I need content from the "delta" package and the "pyspark" package found in the list above.
b
I don’t have a strong understanding of this aspect of pants, but I wonder if package uses an unexpected/non-standard layout for its sdist (being 270MB for an sdist certainly makes me suspicious something is weird, especially because the 13.x wheels are 2MB!) and poetry happens to be slightly more permissive… that doesn’t help resolve the situation though. I wonder if telling pants/pex to use a newer pip might help?

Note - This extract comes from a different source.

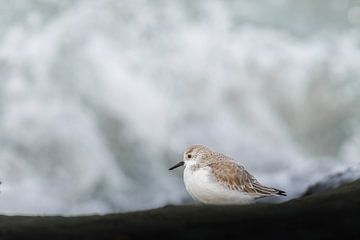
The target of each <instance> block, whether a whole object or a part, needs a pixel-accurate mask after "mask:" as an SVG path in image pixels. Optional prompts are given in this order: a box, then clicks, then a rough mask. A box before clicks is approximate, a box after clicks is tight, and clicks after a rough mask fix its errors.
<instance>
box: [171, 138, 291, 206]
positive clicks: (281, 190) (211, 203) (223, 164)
mask: <svg viewBox="0 0 360 240" xmlns="http://www.w3.org/2000/svg"><path fill="white" fill-rule="evenodd" d="M183 165H185V170H184V183H185V187H186V190H187V191H188V192H189V194H190V195H191V197H192V198H193V199H194V200H197V201H200V202H202V203H205V204H248V203H251V202H254V200H255V199H258V198H263V197H268V196H274V195H282V196H286V194H285V192H284V191H282V190H279V189H276V188H272V187H266V186H264V185H262V184H260V183H259V182H258V181H257V180H256V179H255V178H254V177H253V176H252V175H251V174H250V173H249V172H248V171H246V170H245V169H244V167H243V166H241V165H239V164H238V163H237V162H236V161H235V160H234V159H232V158H230V157H227V156H225V155H223V154H221V153H218V152H215V151H212V150H211V149H209V148H208V147H206V146H204V145H199V144H196V145H192V146H190V147H189V148H188V149H187V150H186V151H185V152H184V158H183V161H181V162H179V163H177V164H176V165H174V166H173V167H171V168H169V170H172V169H174V168H177V167H180V166H183Z"/></svg>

In pants.toml: (https://www.pantsbuild.org/docs/reference-python)
Copy code
[python]
pip_version = “23.0.1”
If that’s not helping, it might be worth experimenting with the commands being run by jumping into the sandbox (second heading in https://www.pantsbuild.org/docs/troubleshooting) and seeing if you can get to a minimal reproducer outside of pants (likely invoking the https://github.com/pantsbuild/pex cli somehow)
c
Updating the pip_version did not help. Going examine the sandbox.
What did help? though was commenting out the following:
Copy code
[python]
#enable_resolves = true # This one came from <https://www.pantsbuild.org/docs/python-lockfiles>
interpreter_constraints = ['==3.9.5']
pip_version = "23.0.1"
Nevermind...yeah apparently that just turned off generating the lockfile 😉
@enough-analyst-54434: I see the that error being raised is from the "_prepare_project_directory" method in "resolve/lockfile/create.py". Looks like you may have been the author of this module. Is there a way to get pants/pex to generate a lock file when a distribution has more than one top level item? In this case I'm trying to work with a databricks 11.3 series package that contains many items (of which I need "delta" and "pyspark")
e
I have no clue what databricks is doing there. Pex works fine building a setuptools wheel, which has multiple top level packages (setuptools and pkg_resources). The issue is an sdist must have 1 top-level directory this is all contained within: https://packaging.python.org/en/latest/specifications/source-distribution-format/#source-distribution-file-format
So, @cool-account-59189 you are totally out of luck without a change to Pex to accommodate this strangeness.
c
I was able to work around this. It looks like the databricks package in general is a composite of two other available packages:
Copy code
[tool.poetry.dependencies]
....
# databricks-connect =  "~=11.3"
delta-spark = "2.1.0" # Not directly visible in the pip list of the databricks environment, but there was a comment that said this is the what is running there.
pyspark = "3.3.0" # pinned to the same version as our databricks environment
...
e
That itself is horrific. Re-packaging packages other projects own can only lead to tears. You fool resolvers into thinking they are different but they are not and then PYTHONPATH chaos ensues.
c
Thank you for the time looking into this John. I hope you have a great day.